En octubre del 2016 me quedé sin trabajo y recibí mi primera liquidación. Había trabajado cuatro años y medio entrevistando a músicos, cubriendo festivales y conciertos, y coordinando programas. Estaba hasta la chingada de hacerlo, mi vida era el trabajo y me dejó algo de tristeza y cansancio. Me moví a una casa a la que mis padres habían estado postergando su mudanza porque, por alguna razón, habían cambiado todos los servicios ya en ella.

Lo primero que hice fue comprar una tornamesa a un skinhead que vendía discos de vinyl en el Mercado Fundadores. Le pregunté por varias dudas del mantenimiento y nos hicimos compas. Mis salidas se convirtieron en visitas al local de César; ahí platicábamos de música por horas y escuchábamos varios discos que le terminé comprando. “No mames, tienes el Nashville Skyline”, le dije un día. “Simón, ese le encanta al Gringo”, me contestó, en referencia otro locatario del lugar. Más tarde iba de regreso a bordo del 209, con un disco de Dylan envuelto en una bolsa de Soriana. 

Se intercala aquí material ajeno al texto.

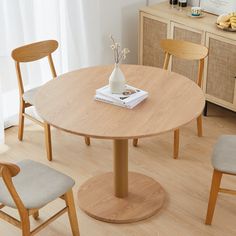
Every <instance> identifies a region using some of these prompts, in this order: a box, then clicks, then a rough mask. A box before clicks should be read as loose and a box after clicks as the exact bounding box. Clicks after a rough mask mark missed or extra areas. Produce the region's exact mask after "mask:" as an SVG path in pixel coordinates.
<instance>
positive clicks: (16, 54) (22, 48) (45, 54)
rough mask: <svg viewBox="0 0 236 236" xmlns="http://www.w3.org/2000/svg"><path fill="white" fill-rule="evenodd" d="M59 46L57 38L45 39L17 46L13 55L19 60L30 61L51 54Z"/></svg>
mask: <svg viewBox="0 0 236 236" xmlns="http://www.w3.org/2000/svg"><path fill="white" fill-rule="evenodd" d="M57 48H58V42H57V41H56V40H45V41H41V42H36V43H32V44H27V45H25V46H21V47H19V48H16V49H14V50H13V51H12V54H11V55H12V58H13V59H14V60H15V61H17V62H30V61H36V60H39V59H41V58H43V57H47V56H49V55H51V53H53V52H54V51H55V50H56V49H57Z"/></svg>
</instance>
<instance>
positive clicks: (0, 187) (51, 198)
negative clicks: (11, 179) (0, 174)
mask: <svg viewBox="0 0 236 236" xmlns="http://www.w3.org/2000/svg"><path fill="white" fill-rule="evenodd" d="M17 165H18V166H19V167H20V169H21V170H20V172H19V174H18V175H16V176H15V177H13V178H12V180H13V184H14V186H15V188H16V191H17V193H18V194H19V196H20V198H21V200H22V201H23V203H24V205H25V207H26V208H27V209H32V208H41V207H43V206H45V205H46V204H47V203H49V202H51V201H53V200H55V199H56V198H58V197H60V196H62V195H63V194H64V193H66V192H67V191H68V190H69V189H71V188H72V187H73V186H74V184H75V182H74V180H73V179H71V178H70V177H68V176H66V175H64V174H62V173H60V172H58V171H56V170H54V169H52V168H50V167H48V166H46V165H43V164H40V163H38V162H35V161H32V160H24V161H21V162H19V163H17ZM0 203H2V204H4V205H6V206H9V207H13V208H16V206H15V203H14V202H13V200H12V198H11V196H10V194H9V192H8V191H7V188H6V187H5V184H4V183H3V180H2V178H0Z"/></svg>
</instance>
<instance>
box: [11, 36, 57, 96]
mask: <svg viewBox="0 0 236 236" xmlns="http://www.w3.org/2000/svg"><path fill="white" fill-rule="evenodd" d="M57 48H58V42H57V41H56V40H46V41H41V42H36V43H32V44H28V45H24V46H22V47H19V48H16V49H14V50H13V51H12V54H11V55H12V58H13V59H14V60H15V64H16V73H17V79H18V85H19V92H20V95H21V96H22V95H23V93H24V86H23V81H22V75H21V70H20V63H23V62H32V61H36V60H39V59H41V58H44V57H48V62H49V65H50V69H51V72H52V77H53V78H55V77H57V74H56V70H55V67H54V64H53V60H52V53H53V52H54V51H55V50H56V49H57Z"/></svg>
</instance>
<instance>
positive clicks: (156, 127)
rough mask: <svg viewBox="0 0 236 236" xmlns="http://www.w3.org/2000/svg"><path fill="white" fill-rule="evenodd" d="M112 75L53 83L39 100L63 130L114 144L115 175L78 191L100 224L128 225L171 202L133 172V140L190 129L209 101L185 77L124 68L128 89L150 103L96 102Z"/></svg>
mask: <svg viewBox="0 0 236 236" xmlns="http://www.w3.org/2000/svg"><path fill="white" fill-rule="evenodd" d="M112 69H113V66H99V67H91V68H85V69H81V70H77V71H73V72H70V73H67V74H64V75H61V76H60V77H59V78H60V79H54V80H51V81H49V82H48V83H47V84H45V85H44V86H43V87H42V88H41V89H40V90H39V92H38V93H37V95H36V109H37V111H38V113H39V115H40V116H41V117H42V118H43V120H45V121H46V122H48V123H49V124H51V125H52V126H54V127H56V128H58V129H61V130H64V131H67V132H70V133H73V134H77V135H82V136H86V137H88V136H89V137H92V138H100V139H112V140H113V143H114V145H113V156H114V170H113V172H110V173H105V174H102V175H100V176H95V177H93V178H91V179H89V180H88V181H86V182H85V183H84V184H83V185H82V186H81V187H80V189H79V191H78V199H79V206H80V208H81V209H82V210H83V211H85V212H86V213H87V214H88V215H90V216H92V217H94V218H96V219H98V220H102V221H106V222H114V223H128V222H135V221H139V220H142V219H146V218H148V217H150V216H152V215H154V214H155V213H156V212H157V211H158V210H159V209H160V208H161V206H162V205H163V202H164V199H165V193H164V190H163V188H162V187H161V185H160V184H159V183H158V182H157V181H155V180H154V179H152V178H150V177H148V176H145V175H143V174H139V173H134V172H128V139H134V138H143V137H150V136H154V135H158V134H160V133H163V132H167V131H170V130H174V129H176V128H178V127H181V126H183V125H185V124H187V123H188V122H190V121H191V120H193V119H195V118H197V117H198V116H199V115H200V114H201V112H202V110H203V108H204V104H205V98H204V95H203V92H202V90H201V89H200V88H199V87H198V86H197V85H196V84H195V83H194V82H192V81H191V80H189V79H187V78H185V77H184V76H181V75H179V74H176V73H172V72H168V71H165V70H162V69H159V68H155V67H147V66H139V65H122V66H121V69H122V71H123V72H124V74H125V77H126V80H127V83H128V84H129V85H132V86H134V87H138V88H141V89H143V90H146V91H148V92H149V97H148V98H147V99H146V100H145V101H143V102H142V103H141V104H139V105H138V106H137V107H135V108H133V109H132V110H129V109H126V108H122V107H118V106H114V105H110V104H106V103H102V102H99V101H95V100H94V95H95V90H96V89H97V88H100V87H102V86H104V85H106V84H107V83H108V78H109V76H110V74H111V72H112ZM157 171H158V170H157Z"/></svg>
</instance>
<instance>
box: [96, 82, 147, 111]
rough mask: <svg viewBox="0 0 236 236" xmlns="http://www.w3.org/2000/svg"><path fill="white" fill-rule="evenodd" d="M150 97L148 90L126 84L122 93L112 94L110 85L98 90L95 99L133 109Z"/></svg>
mask: <svg viewBox="0 0 236 236" xmlns="http://www.w3.org/2000/svg"><path fill="white" fill-rule="evenodd" d="M147 97H148V92H146V91H143V90H141V89H138V88H135V87H132V86H130V85H126V89H125V91H124V92H123V93H122V94H112V93H111V92H110V88H109V85H106V86H104V87H102V88H99V89H97V90H96V95H95V100H98V101H102V102H107V103H110V104H114V105H118V106H122V107H126V108H130V109H132V108H133V107H135V106H136V105H138V104H139V103H140V102H142V101H143V100H144V99H146V98H147Z"/></svg>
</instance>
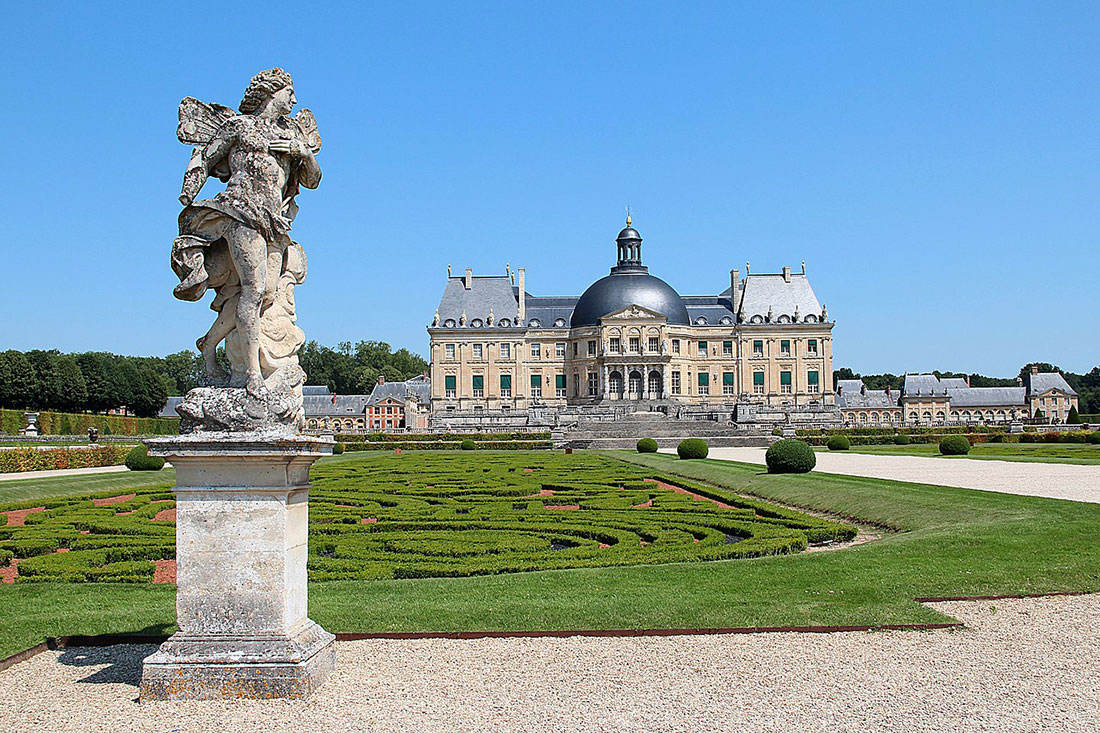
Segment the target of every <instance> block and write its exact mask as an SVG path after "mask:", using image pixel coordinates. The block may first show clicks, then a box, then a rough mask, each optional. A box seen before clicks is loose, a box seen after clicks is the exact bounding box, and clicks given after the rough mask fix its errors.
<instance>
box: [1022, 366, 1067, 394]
mask: <svg viewBox="0 0 1100 733" xmlns="http://www.w3.org/2000/svg"><path fill="white" fill-rule="evenodd" d="M1024 379H1026V380H1027V384H1029V385H1030V389H1031V393H1032V394H1043V393H1044V392H1049V391H1051V390H1060V391H1062V392H1065V393H1066V394H1071V395H1076V394H1077V392H1076V391H1074V387H1071V386H1069V383H1068V382H1066V378H1064V376H1063V375H1062V374H1059V373H1058V372H1041V373H1038V374H1031V373H1029V374H1025V375H1024Z"/></svg>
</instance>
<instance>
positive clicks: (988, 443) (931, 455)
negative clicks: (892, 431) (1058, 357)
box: [814, 442, 1100, 466]
mask: <svg viewBox="0 0 1100 733" xmlns="http://www.w3.org/2000/svg"><path fill="white" fill-rule="evenodd" d="M814 449H815V450H820V451H827V450H828V449H827V448H824V447H815V448H814ZM849 452H853V453H873V455H879V456H935V457H937V458H976V459H979V460H993V461H1025V462H1033V463H1076V464H1081V466H1100V446H1093V445H1089V444H1077V442H1067V444H1060V442H979V444H977V445H975V446H971V448H970V453H969V455H968V456H941V455H939V446H938V444H911V445H909V446H894V445H889V446H853V447H851V449H850V450H849Z"/></svg>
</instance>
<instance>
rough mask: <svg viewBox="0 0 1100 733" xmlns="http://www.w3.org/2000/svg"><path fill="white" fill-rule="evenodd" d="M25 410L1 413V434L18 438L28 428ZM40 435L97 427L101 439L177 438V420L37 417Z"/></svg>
mask: <svg viewBox="0 0 1100 733" xmlns="http://www.w3.org/2000/svg"><path fill="white" fill-rule="evenodd" d="M24 412H29V411H22V409H0V433H3V434H4V435H19V434H20V433H22V430H23V428H24V427H26V419H25V418H24V417H23V413H24ZM37 425H38V433H40V434H41V435H85V434H86V433H88V428H90V427H95V428H96V429H98V430H99V434H100V435H178V434H179V418H178V417H129V416H125V415H92V414H90V413H78V414H74V413H52V412H41V413H38V419H37Z"/></svg>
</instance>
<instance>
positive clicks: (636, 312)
mask: <svg viewBox="0 0 1100 733" xmlns="http://www.w3.org/2000/svg"><path fill="white" fill-rule="evenodd" d="M605 320H660V321H664V320H668V318H665V317H664V316H663V315H662V314H659V313H657V311H656V310H650V309H649V308H643V307H641V306H639V305H630V306H627V307H625V308H619V309H618V310H613V311H610V313H609V314H607V315H606V316H603V317H602V318H601V319H599V322H603V321H605Z"/></svg>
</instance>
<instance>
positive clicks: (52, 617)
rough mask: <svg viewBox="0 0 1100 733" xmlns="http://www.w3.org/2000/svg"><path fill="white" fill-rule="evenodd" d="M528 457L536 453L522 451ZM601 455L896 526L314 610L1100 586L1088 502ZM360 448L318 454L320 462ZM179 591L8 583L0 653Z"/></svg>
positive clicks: (414, 592)
mask: <svg viewBox="0 0 1100 733" xmlns="http://www.w3.org/2000/svg"><path fill="white" fill-rule="evenodd" d="M538 455H546V453H529V455H528V456H530V457H532V458H535V457H536V456H538ZM405 456H406V457H407V458H410V459H412V460H417V455H415V453H406V455H405ZM492 456H494V453H485V457H486V458H488V457H492ZM575 456H576V457H577V458H585V455H583V453H579V455H575ZM608 456H615V457H618V458H621V459H625V460H627V461H630V462H631V463H634V464H636V466H638V467H642V468H646V469H650V470H653V471H658V472H661V473H664V474H668V475H679V477H684V478H685V479H690V480H693V481H702V482H707V483H708V484H711V485H713V486H718V488H724V489H725V490H727V491H736V492H738V493H741V494H746V495H755V496H759V497H763V499H767V500H770V501H774V502H781V503H783V504H788V505H796V506H802V507H806V508H810V510H815V511H820V512H832V513H836V514H839V515H844V516H847V517H853V518H856V519H859V521H861V522H867V523H872V524H877V525H881V526H884V527H889V528H892V529H894V530H895V532H887V533H884V536H883V538H882V539H879V540H876V541H873V543H869V544H866V545H859V546H855V547H850V548H847V549H839V550H833V551H823V553H814V554H795V555H782V556H769V557H760V558H755V559H737V560H719V561H708V562H701V561H690V562H676V564H668V565H639V566H629V567H604V568H579V569H569V570H550V571H539V572H516V573H507V575H493V576H480V577H470V578H425V579H408V580H375V581H365V580H361V581H346V580H343V581H329V582H313V583H311V584H310V615H311V616H312V617H313V619H315V620H316V621H318V622H319V623H321V624H322V625H323V626H326V627H327V628H329V631H333V632H394V631H474V630H482V631H484V630H568V628H647V627H648V628H657V627H716V626H771V625H807V624H887V623H922V622H925V623H927V622H942V621H945V617H944V616H943V615H941V614H938V613H936V612H935V611H932V610H931V609H928V608H926V606H923V605H921V604H919V603H915V602H913V601H912V599H913V598H914V597H930V595H977V594H980V595H987V594H990V595H991V594H1002V593H1041V592H1054V591H1097V590H1100V545H1098V544H1097V543H1096V540H1095V538H1096V536H1097V533H1098V532H1100V505H1097V504H1082V503H1074V502H1065V501H1057V500H1049V499H1038V497H1030V496H1015V495H1011V494H997V493H991V492H980V491H970V490H963V489H947V488H942V486H928V485H921V484H906V483H899V482H890V481H881V480H877V479H864V478H853V477H842V475H831V474H824V473H821V474H816V473H811V474H806V475H769V474H767V473H762V472H761V469H760V467H758V466H748V464H739V463H731V462H726V461H712V460H707V461H680V460H678V459H676V458H675V457H672V456H667V455H648V456H639V455H636V453H628V452H616V453H608ZM362 460H363V459H362V458H361V457H357V456H343V457H339V458H335V459H327V461H331V462H324V461H322V462H321V463H319V464H318V471H317V472H318V474H322V473H324V472H327V471H330V470H332V471H334V470H337V469H340V470H348V469H351V468H353V467H355V466H357V464H359V463H360V461H362ZM579 511H581V512H584V511H592V510H583V508H582V510H579ZM638 511H643V510H638ZM173 601H174V593H173V588H172V587H171V586H167V587H166V586H149V584H118V583H30V582H18V583H15V584H14V586H4V587H2V588H0V656H3V655H7V654H11V653H12V652H15V650H19V649H21V648H25V647H27V646H30V645H32V644H34V643H36V642H38V641H41V639H42V637H43V636H44V635H47V634H52V635H58V634H95V633H109V632H110V633H123V632H134V633H136V632H146V633H147V632H149V631H151V630H152V631H156V632H158V633H166V632H168V631H171V627H172V623H173V615H174V608H173V606H174V603H173Z"/></svg>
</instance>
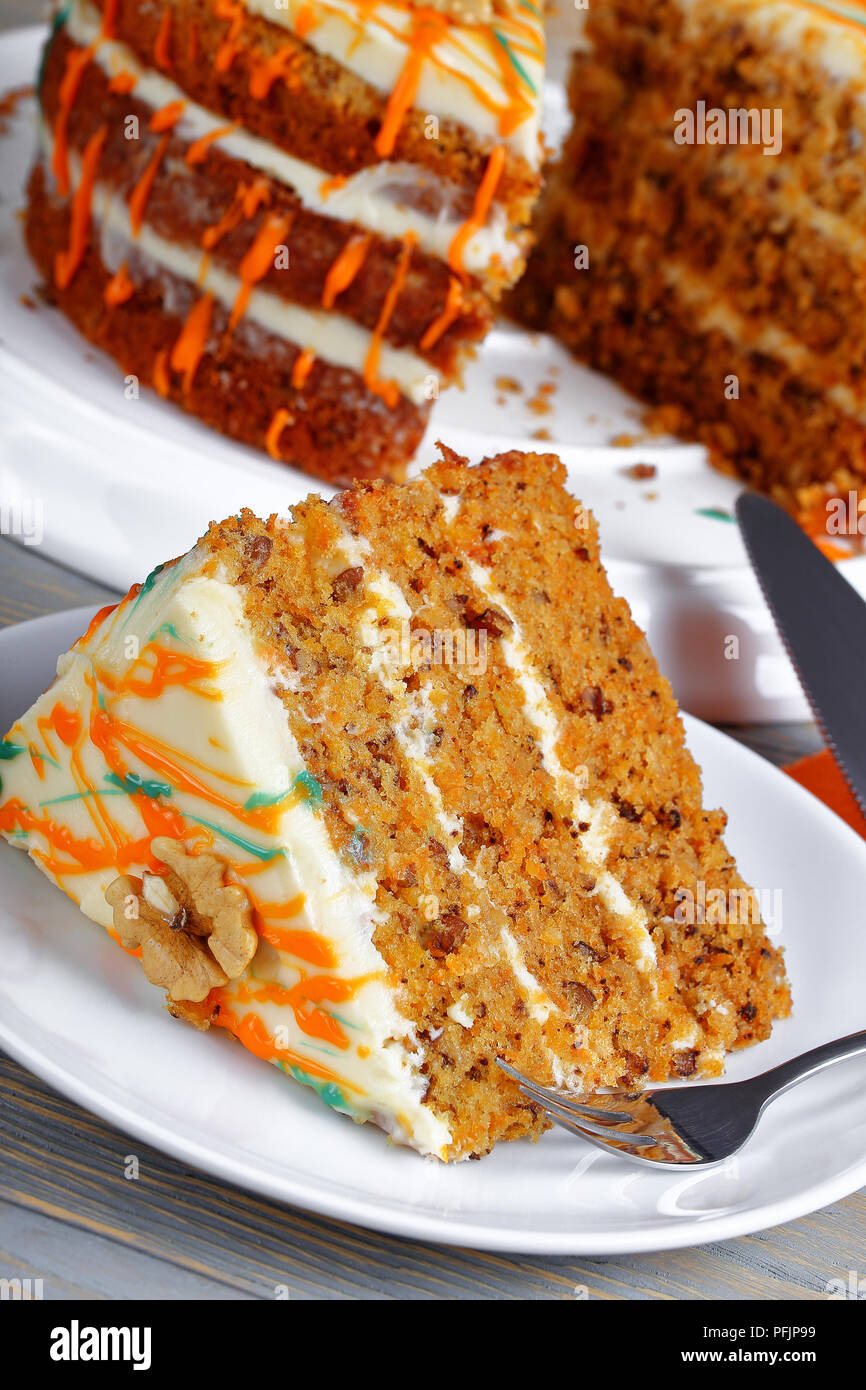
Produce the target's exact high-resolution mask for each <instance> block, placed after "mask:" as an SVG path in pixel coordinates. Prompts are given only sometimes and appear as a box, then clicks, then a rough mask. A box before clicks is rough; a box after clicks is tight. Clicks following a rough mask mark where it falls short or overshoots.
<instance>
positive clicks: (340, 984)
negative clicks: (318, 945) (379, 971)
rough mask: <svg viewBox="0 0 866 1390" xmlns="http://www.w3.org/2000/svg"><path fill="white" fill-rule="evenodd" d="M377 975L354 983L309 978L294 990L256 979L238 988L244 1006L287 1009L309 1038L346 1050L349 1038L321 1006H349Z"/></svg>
mask: <svg viewBox="0 0 866 1390" xmlns="http://www.w3.org/2000/svg"><path fill="white" fill-rule="evenodd" d="M373 979H377V977H375V976H370V974H366V976H359V977H357V979H354V980H341V979H339V977H338V976H334V974H317V976H307V977H306V979H302V980H299V981H297V984H293V986H291V987H286V986H282V984H256V981H254V980H249V979H247V980H243V981H240V983H239V984H238V986H236V994H238V999H239V1001H242V1002H243V1004H249V1002H253V1001H254V1002H261V1004H277V1005H278V1006H288V1008H289V1009H292V1013H293V1015H295V1022H296V1023H297V1027H299V1029H300V1031H302V1033H306V1034H307V1037H314V1038H320V1040H321V1041H322V1042H329V1044H331V1045H332V1047H338V1048H342V1049H346V1048H348V1047H349V1038H348V1037H346V1034H345V1031H343V1029H342V1027H341V1024H339V1022H338V1020H336V1019H335V1017H334V1016H332V1015H331V1013H328V1012H327V1011H325V1009H322V1008H320V1004H322V1002H327V1004H346V1001H348V999H353V998H354V995H356V994H357V991H359V990H360V988H361V987H363V986H364V984H367V983H368V981H370V980H373Z"/></svg>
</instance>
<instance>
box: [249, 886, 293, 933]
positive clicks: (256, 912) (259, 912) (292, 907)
mask: <svg viewBox="0 0 866 1390" xmlns="http://www.w3.org/2000/svg"><path fill="white" fill-rule="evenodd" d="M306 901H307V895H306V892H296V894H295V897H293V898H282V899H281V901H279V902H260V901H259V899H257V898H253V899H252V902H253V908H254V910H256V913H257V915H259V917H260V919H261V922H263V923H264V919H265V917H278V919H279V920H284V919H285V917H296V916H297V915H299V913H300V912H303V909H304V905H306ZM306 934H307V933H303V935H306Z"/></svg>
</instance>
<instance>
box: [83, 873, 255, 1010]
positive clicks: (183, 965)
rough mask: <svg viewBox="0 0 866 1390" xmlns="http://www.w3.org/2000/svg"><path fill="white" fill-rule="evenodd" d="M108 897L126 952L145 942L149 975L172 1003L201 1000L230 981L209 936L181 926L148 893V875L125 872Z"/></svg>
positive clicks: (146, 972)
mask: <svg viewBox="0 0 866 1390" xmlns="http://www.w3.org/2000/svg"><path fill="white" fill-rule="evenodd" d="M106 902H107V903H108V906H110V908H111V910H113V913H114V930H115V931H117V934H118V937H120V938H121V944H122V945H124V947H125V948H126V951H136V949H138V948H139V947H140V951H142V965H143V966H145V974H146V976H147V979H149V980H150V983H152V984H158V986H160V987H161V988H164V990H167V991H168V998H170V999H171V1001H172V1002H181V1001H182V999H190V1001H193V1002H196V1004H200V1002H202V999H204V998H207V995H209V994H210V991H211V990H213V988H214V987H215V986H218V984H225V983H227V980H228V977H227V974H225V972H224V970H221V969H220V966H218V965H217V962H215V960H214V958H213V956H211V954H210V951H209V949H207V947H206V944H204V941H202V940H200V938H199V937H193V935H189V934H188V933H186V931H185V930H175V929H174V927H172V924H171V920H170V919H168V917H165V916H164V915H163V913H161V912H160V910H158V908H154V906H152V903H149V902H147V898H146V897H145V884H143V881H142V878H133V877H132V876H129V874H121V876H120V877H118V878H114V880H113V881H111V883H110V884H108V887H107V888H106Z"/></svg>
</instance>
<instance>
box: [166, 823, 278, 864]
mask: <svg viewBox="0 0 866 1390" xmlns="http://www.w3.org/2000/svg"><path fill="white" fill-rule="evenodd" d="M183 820H193V821H195V823H196V826H207V828H209V830H213V831H215V833H217V834H218V835H222V838H224V840H228V841H231V844H232V845H238V848H239V849H246V852H247V855H253V856H254V858H256V859H261V862H263V863H267V862H268V860H270V859H279V856H281V855H285V849H265V848H264V847H263V845H254V844H253V841H252V840H245V838H243V835H235V834H232V831H231V830H224V828H222V826H214V823H213V820H204V819H203V817H202V816H193V815H192V813H190V812H183Z"/></svg>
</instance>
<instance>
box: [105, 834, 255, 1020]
mask: <svg viewBox="0 0 866 1390" xmlns="http://www.w3.org/2000/svg"><path fill="white" fill-rule="evenodd" d="M150 848H152V851H153V853H154V855H156V858H157V859H161V860H163V863H164V865H165V866H167V869H168V873H167V874H165V877H164V878H163V877H157V876H156V874H146V876H145V877H143V878H136V877H132V876H131V874H121V876H120V877H118V878H114V880H113V881H111V883H110V884H108V887H107V888H106V902H107V903H108V906H110V908H111V910H113V915H114V929H115V931H117V934H118V935H120V938H121V941H122V944H124V947H126V949H135V948H138V947H140V949H142V965H143V966H145V974H146V976H147V979H149V980H150V983H152V984H157V986H160V987H161V988H164V990H167V992H168V998H170V999H171V1001H172V1002H175V1004H177V1002H181V1001H192V1002H195V1004H199V1002H202V999H204V998H207V995H209V994H210V991H211V990H213V988H214V987H215V986H220V984H227V983H228V980H236V979H238V976H240V974H243V972H245V970H246V967H247V965H249V963H250V960H252V959H253V956H254V954H256V947H257V941H259V938H257V935H256V931H254V929H253V924H252V910H250V905H249V899H247V897H246V894H245V891H243V888H239V887H236V885H235V884H227V883H224V874H225V860H224V859H220V858H218V856H217V855H209V853H203V855H190V853H188V851H186V849H185V848H183V845H182V844H179V842H178V841H177V840H171V838H168V837H165V835H158V837H157V838H154V840H153V841H152V847H150Z"/></svg>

Llegué a casa, abrí una Carta Blanca, coloqué el disco en la tornamesa mientras sostenía la portada en mis manos. Entonces vi un pequeño detalle. En la parte superior izquierda estaba inscrito el nombre de una mujer y un número, que yo asumí de casa: “Mimi Reichert B325”. Recordé los discos de mi madre, ella rayaba las portadas con su nombre. Seguramente es el nombre de la anterior dueña de este disco. ¡Increíble! Cuarenta años atrás este álbum era sostenido por las manos de Mimi, quien veía al joven Bob con su sombrero y su guitarra, sonriendo a la cámara. ¿Cuántas veces viajó este disco bajo el brazo de Mimi camino a casa de alguna amiga? ¿Fumaron y bebieron Budweiser o tal vez Miller mientras escuchaban la voz de Johnny Cash en el primer track? ¿Sentirían lo mismo que yo siento con esta canción? Ni tengo ni idea. 

Un día una persona se levantó a trabajar, llegó y empacó este disco. ¿Cómo fue su día? A lo mejor odiaba ver la cara de Dylan mientras colocaba el vinyl en el papel y luego en el empaque. ¿Y si este fue un disco de prueba en la tienda de discos? Tal vez lo compraron los padres de Mimi. Nunca lo sabré. Pero cada que lo escucho pienso que tener este disco en mis manos es otra forma de conectar de alguna manera con todas esas personas que jamás conoceré.